HDP’nin önceki dönem Eş Genel Başkanı Selahattin Demirtaş, siyasi işbirliklerini ancak siyasi temsilcilerin yapabileceğini belirterek “Kadınların toplumsal birlikteliğiyle diyaloğa, dayanışmaya dikkat çekerek oluşturdukları atmosfer takdire şayandır ve desteklenmelidir” dedi.

Tarafsız Haber Ajansı’ndan Ferit Aslan’ın sorularını yanıtlayan Selahattin Demirtaş, ‘Devran’ isimli kitabının okuma tiyatrosuna katılan Selvi Kılıçdaroğlu, Dilek İmamoğlu ve Başak Demirtaş’a gelen eleştirileri değerlendirdi.

‘CEVAP VERME GEREĞİ DUYMUYORUM’

HDP dahil bir bütün olarak iftira, yalan, hakaret, karalama içerikli saldırgan bir nefret diliyle, psikolojik harekat yürütüldüğünü ifade eden Demirtaş, “Televizyon programlarında bize söz ve cevap hakkı tanımadan son derece ucuz ve seviyesiz bir şov yapıyorlar. Ortada gerçek anlamda bir tartışma olmadığı için herhangi bir cevap verme gereği duymuyorum” dedi.

Selahattin Demirtaş, kadınların tiyatro buluşması ile bazı çevrelerin CHP’nin Kürt oylarına talip olması gibi bir algı yaratıldığı ile ilgili değerlendirmeleri üzerine ise, “Muhalefetin demokrasi ilkeleri etrafında açık, şeffaf ve ilkeli birlikteliğini zaten hep dile getiriyoruz. Bizim bu çağrılarımız bir sır değil ki. Ortada, öyle oy alıp verme gibi ahlaksız bir pazarlık yok, olamaz da. Halkın oyları ve iradesi üzerine kimse ipotek koyamaz. Ancak demokrasi programı etrafında oluşacak güçlü bir ittifaka halkın desteğini istemek demokratik siyasetin gereğidir ve gayet normaldir. Bu yönde atılacak her adım, toplumsal beklentiyi karşıladığı oranda başarılı olacaktır” diye konuştu.

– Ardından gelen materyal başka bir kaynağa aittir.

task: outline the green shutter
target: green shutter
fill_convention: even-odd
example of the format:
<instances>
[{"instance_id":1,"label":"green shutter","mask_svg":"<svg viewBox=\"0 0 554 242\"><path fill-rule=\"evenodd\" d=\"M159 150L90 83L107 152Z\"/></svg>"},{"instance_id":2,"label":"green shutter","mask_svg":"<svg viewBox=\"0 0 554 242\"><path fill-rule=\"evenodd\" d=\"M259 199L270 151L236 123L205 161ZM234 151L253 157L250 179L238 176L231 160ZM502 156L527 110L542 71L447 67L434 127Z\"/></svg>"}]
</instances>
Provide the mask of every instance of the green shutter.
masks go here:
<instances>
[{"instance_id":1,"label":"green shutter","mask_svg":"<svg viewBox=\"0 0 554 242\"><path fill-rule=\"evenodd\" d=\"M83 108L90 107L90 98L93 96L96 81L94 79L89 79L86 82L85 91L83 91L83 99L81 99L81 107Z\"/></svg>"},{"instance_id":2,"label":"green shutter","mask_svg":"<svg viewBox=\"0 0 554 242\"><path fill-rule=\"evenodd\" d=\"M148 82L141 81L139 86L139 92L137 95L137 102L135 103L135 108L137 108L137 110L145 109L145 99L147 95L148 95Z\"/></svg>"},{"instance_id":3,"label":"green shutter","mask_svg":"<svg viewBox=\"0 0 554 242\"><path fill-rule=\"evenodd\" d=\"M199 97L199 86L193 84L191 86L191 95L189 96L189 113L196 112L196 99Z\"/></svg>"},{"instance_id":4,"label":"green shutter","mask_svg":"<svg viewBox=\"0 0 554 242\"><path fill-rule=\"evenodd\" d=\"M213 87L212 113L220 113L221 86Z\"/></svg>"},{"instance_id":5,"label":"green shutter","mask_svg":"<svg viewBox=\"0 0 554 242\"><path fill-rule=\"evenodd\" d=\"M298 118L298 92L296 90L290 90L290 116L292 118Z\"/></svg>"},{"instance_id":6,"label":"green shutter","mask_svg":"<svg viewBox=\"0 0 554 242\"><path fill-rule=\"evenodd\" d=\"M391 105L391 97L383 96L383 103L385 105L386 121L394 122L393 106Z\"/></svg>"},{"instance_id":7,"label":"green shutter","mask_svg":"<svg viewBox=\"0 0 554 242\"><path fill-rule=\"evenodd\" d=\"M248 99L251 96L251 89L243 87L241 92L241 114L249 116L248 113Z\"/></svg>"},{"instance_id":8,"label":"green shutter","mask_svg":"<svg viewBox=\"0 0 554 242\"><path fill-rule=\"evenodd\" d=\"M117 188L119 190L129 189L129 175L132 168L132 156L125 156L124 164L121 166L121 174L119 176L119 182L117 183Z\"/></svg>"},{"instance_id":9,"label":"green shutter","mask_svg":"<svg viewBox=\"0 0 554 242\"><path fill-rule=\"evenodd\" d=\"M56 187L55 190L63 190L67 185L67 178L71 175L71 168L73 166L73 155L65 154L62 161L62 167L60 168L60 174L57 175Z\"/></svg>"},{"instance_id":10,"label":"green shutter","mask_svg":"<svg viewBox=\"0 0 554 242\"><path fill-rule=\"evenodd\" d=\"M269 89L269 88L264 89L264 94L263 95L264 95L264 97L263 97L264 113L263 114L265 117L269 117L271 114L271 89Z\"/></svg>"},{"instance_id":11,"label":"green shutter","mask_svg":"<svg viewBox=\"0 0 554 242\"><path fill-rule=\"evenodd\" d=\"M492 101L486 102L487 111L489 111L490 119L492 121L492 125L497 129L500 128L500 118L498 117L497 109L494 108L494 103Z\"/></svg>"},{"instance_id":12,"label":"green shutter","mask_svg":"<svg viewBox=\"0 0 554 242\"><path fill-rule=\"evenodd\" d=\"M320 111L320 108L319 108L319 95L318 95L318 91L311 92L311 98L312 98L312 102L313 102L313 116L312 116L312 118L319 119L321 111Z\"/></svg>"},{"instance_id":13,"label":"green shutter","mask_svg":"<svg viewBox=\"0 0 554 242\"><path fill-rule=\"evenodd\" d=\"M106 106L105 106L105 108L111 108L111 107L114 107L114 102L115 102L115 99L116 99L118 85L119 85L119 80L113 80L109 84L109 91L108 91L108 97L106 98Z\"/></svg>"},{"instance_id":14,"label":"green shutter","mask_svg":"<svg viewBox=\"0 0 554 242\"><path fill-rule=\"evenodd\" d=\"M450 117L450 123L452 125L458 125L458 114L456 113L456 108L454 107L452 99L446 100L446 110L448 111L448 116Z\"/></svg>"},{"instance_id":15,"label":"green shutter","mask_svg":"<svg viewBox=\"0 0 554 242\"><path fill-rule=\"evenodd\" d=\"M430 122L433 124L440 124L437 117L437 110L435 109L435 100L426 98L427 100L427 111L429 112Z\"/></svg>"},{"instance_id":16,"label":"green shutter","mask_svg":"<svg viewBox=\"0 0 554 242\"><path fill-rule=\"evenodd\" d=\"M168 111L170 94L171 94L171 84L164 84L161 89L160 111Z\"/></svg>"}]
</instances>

“Fakat hedef haline getirilen tiyatro etkinliğinin, bahsettiğim bu siyasal iş birliğiyle doğrudan bir ilgisi yoktur” diyen Demirtaş, “Siyasi iş birliklerini ancak siyasi temsilciler yapabilir. Yine de kadınların toplumsal birlikteliğiyle diyaloğa, dayanışmaya dikkat çekerek oluşturdukları atmosfer takdire şayandır ve desteklenmelidir. O salondaki ve sahnedeki herkesi hem kutluyor hem de onlara yürekten teşekkür ediyorum” dedi.

Tiyatro buluşmasından sonra gündeme getirilen kitapların nerede satıldığı ile ilgili tartışmalar üzerine ise Demirtaş, “Faşizan yaklaşımlarla kitap ve sanat üzerinde oluşturulan baskılar tarihe AKP’nin utançlarından biri olarak geçti. Günü geldiğinde bundan utanacaklardır. Kitap yasaklayan ya da engelleyen hiçbir siyasi anlayış kalıcı olmamıştır, lanetle anılmıştır. Bu şekilde davranmakla bana bir zarar verdiklerini sanıyor olabilirler ama yanılıyorlar. Kendi karakterlerini bir kez daha tescil ederek tükeniyorlar” diye konuştu.